Wang Tong was born in Longmen County in 587. Wang Tong was a great student and somewhat of a child prodigy, with legend saying he starting teaching at the age of 15. In 602, he received political office and was made Secretary of Shuzhou. In the year 603, he submitted a memorial to Emperor Wen of the Sui Dynasty entitled the "12 Point Plan for Great Peace", advocating for an overhaul of the political system. When his proposals were rejected, Wang Tong lost confidence in the Sui court and resigned his post. Leaving Chang'an, he retired to the Hefen region and dedicated himself fully to teaching. During this time, he also wrote numerous works on Confucian philosophy.
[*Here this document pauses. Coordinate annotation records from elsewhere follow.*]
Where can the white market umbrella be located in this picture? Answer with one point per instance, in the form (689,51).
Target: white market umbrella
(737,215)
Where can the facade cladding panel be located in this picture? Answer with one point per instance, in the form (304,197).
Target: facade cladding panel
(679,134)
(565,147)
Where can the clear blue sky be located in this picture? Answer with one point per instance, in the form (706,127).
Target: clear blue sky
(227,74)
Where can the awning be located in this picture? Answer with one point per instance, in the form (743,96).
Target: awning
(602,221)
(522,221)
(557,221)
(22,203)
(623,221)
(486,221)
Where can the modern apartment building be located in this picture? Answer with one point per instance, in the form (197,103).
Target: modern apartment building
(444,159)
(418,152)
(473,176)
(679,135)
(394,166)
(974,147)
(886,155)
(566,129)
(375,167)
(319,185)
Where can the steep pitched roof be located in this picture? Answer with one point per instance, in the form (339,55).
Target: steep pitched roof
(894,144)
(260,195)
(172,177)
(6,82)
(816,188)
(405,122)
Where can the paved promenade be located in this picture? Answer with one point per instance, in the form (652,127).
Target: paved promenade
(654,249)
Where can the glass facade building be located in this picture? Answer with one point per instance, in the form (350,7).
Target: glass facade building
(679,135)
His most famous work is the philosophical treatise Explanation of the Mean, which was complied by his sons shortly after his death and was written in the same style as the Analects. The Explanation of the Mean seeks to be a revival of Confucian thought after the turmoil of the Sixteen Kingdoms and Northern and Southern Dynasties periods. The work is as wide-ranging as the Analects and covers many topics, from ideas about education and moral cultivation to what Confucianism can learn from the competing schools of Daoism and Buddhism. With the work and his teachings, Wang Tong sought to revive pre-Qin Dynasty Confucianism, and not what he saw as the perverted Confucianism of the Han Dynasty. Wang Tong is the grandfather of Wang Bo, famous poet and one of the Four Paragons of the Early Tang.
Influence
Wang Tong is a controversial figure in Confucianism, with many later Confucians taking offense to his hubris in emulating the writing style of the Analects and acting as though he were an equal to Confucius himself. Some detractors in the Ming and Qing dynasties even questioned his very existence, pointing out his youth and some dating discrepancies. For the most part, however, Wang Tong has a firm place in the Confucian canon as one of its' most noted thinkers. His innovative ideas about Confucianism helped to enliven the philosophy after the turmoil of the previous two centuries. After his death, the writer's disciples viewed him on the same level as Confucius. His work on political philosophy and the master-subject relationship has been said to have been influential during the early Tang Dynasty, especially during the Zhenguan era of Tang Taizong. Song Dynasty philosopher Cheng Yi said that Wang Tong surpassed famous Han DynastyConfucianYang Xiong in merit. Later, eminent Ming Dynasty Confucian Wang Yangming praised Wang Tong in his Instructions for Practical Living and defended his emulation of the Confucian Classics, saying that "Master Wenzhong was a worthy scholar" and that famous Neo-ConfucianHan Yu was "vastly inferior to Master Wenzhong". While still poorly studied in modern times, scholarship on Wang Tong has been picking up since the revival of interest in Confucianism that followed the Chinese Economic Reform of the late 1970s.